Unaware His Wife Was A Trillionaire’s Only Daughter, Husband Threw Her Out Of The Car At Her Father – Part 5

Each time the answer was the same. His name was not on any list. He did not exist in the world Zurie had just entered. The gate didn’t budge. The intercom didn’t waver. And the driveway that stretched behind the iron bars looked longer every time he stared at it. On the fifth day, a security guard recorded Derek through the gate camera.

He was pacing back and forth on the road, pulling at his collar, talking to himself, gesturing at the gate like it owed him something. The footage was leaked online by someone who worked the property. Within 12 hours, the video had over a million views. The internet gave it a name. They called it the gate tape.

The comment section became a courtroom where Derek was tried, convicted, and sentenced by strangers who had never met him, but recognized exactly what he was because they had seen men like him before in their families, in their own homes, in their own mirrors. Lorraine tried a different approach. She reached out to old church friends, women she had known for decades, women she had stood beside in fellowship halls and choir stands and church parking lots.

She asked them to pass a message to Zuri, to tell her that Lorraine was sorry, that it was all a misunderstanding, that family should forgive family, that blood was thicker than pride.
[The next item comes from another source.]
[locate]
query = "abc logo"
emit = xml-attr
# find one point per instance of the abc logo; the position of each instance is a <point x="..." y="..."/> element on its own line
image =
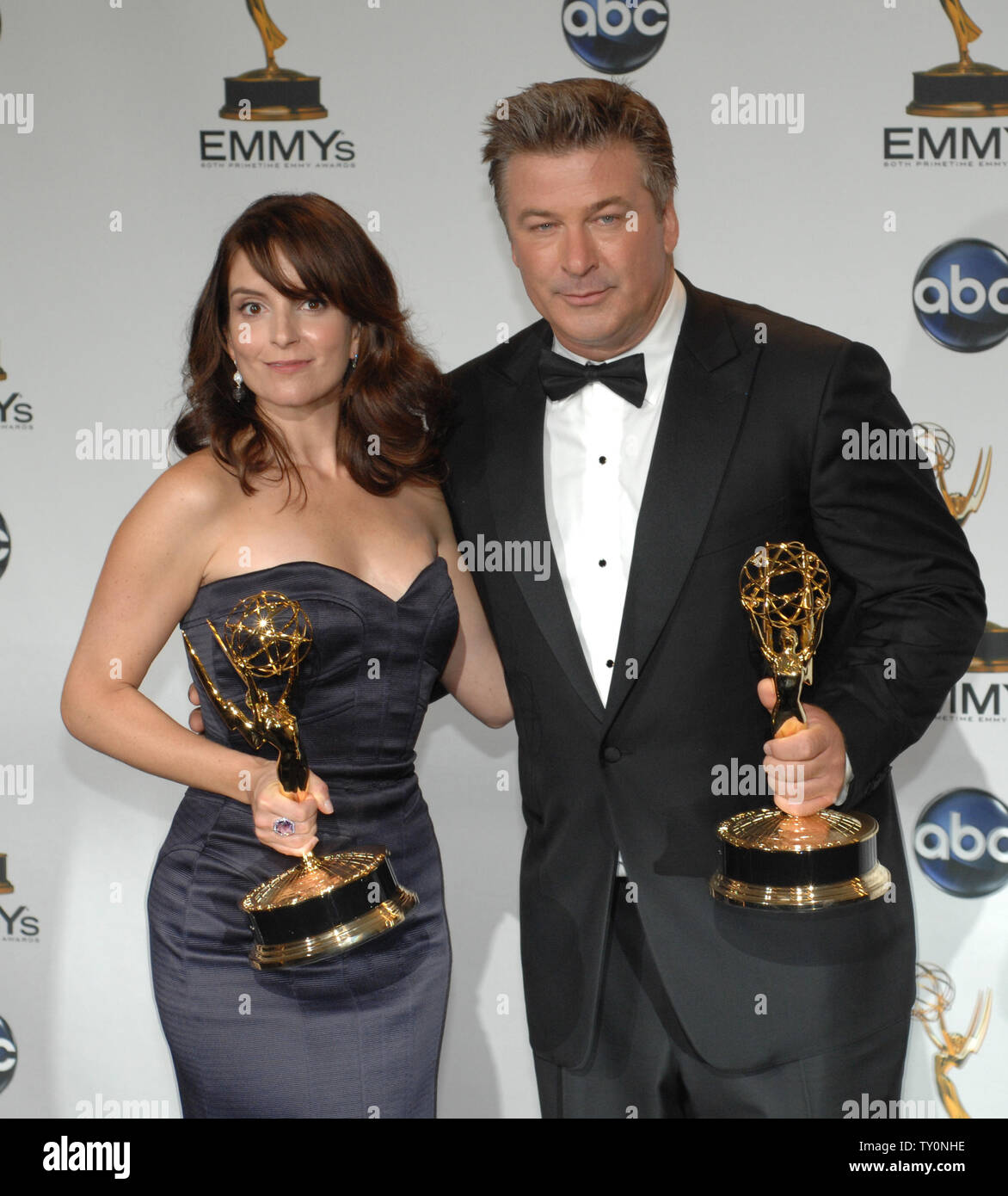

Not one of them helped her. The same women Lorraine had stood with for years, trading whispers about Zuri’s plain clothes and no ambition and she doesn’t even do her hair right.

Those same women now looked at Lorraine and saw something they hadn’t seen before, or maybe they had always seen it and finally decided it mattered. One of them, a woman named Claudette who Lorraine had known for 15 years, called her on the phone and said six words that ended the friendship forever. “You did that to yourself, Lorraine.

” Lorraine was removed from the community women’s group she had chaired for over a decade. No formal vote, no discussion, just a letter slipped under her door that said the group had decided to move in a different direction. Lorraine read the letter four times, each time expecting the words to change. They didn’t. And then there was Celeste.

Celeste Monroe disappeared faster than smoke in wind. The moment the news broke, the moment it became clear that Derek was not the gateway to a better life, but the man who had thrown one away, she blocked his number. She blocked Lorraine’s, too. She cleaned out the guest room, packed her bags, took the stolen necklace that still hung around her neck, and was gone within 48 hours.

She didn’t leave a note. She didn’t say goodbye. She simply moved on to the next performance, the next stage, the next man with enough ego to believe he was the audience and not the prop. A week later, Derek saw her tagged in a photo online with another man, older, richer, better dressed. She was smiling the same smile she had smiled at Derek the first time she walked into the break room.

The smile hadn’t changed. The costume hadn’t changed. Only the audience had. Derek lost his job 3 weeks later. He had been showing up late, leaving early, snapping at co-workers, staring at his phone during meetings. His boss called him in, said the company was restructuring, and handed him a box for his desk.

Everyone in the office knew the real reason. You could see it in their eyes, not sympathy, but the quiet, complicated satisfaction of people watching karma arrive exactly on schedule. He couldn’t make rent. He moved into a studio apartment on the east side of the city, the kind of place with thin walls and a buzzing refrigerator and a window that looked out at a parking lot.

Lorraine moved in with a distant cousin who barely spoke to her and charged her weekly for groceries. One night, sitting in that studio with the buzzing refrigerator and the thin walls and the parking lot view, Derek opened his phone and scrolled through old photos. He found one from their second anniversary.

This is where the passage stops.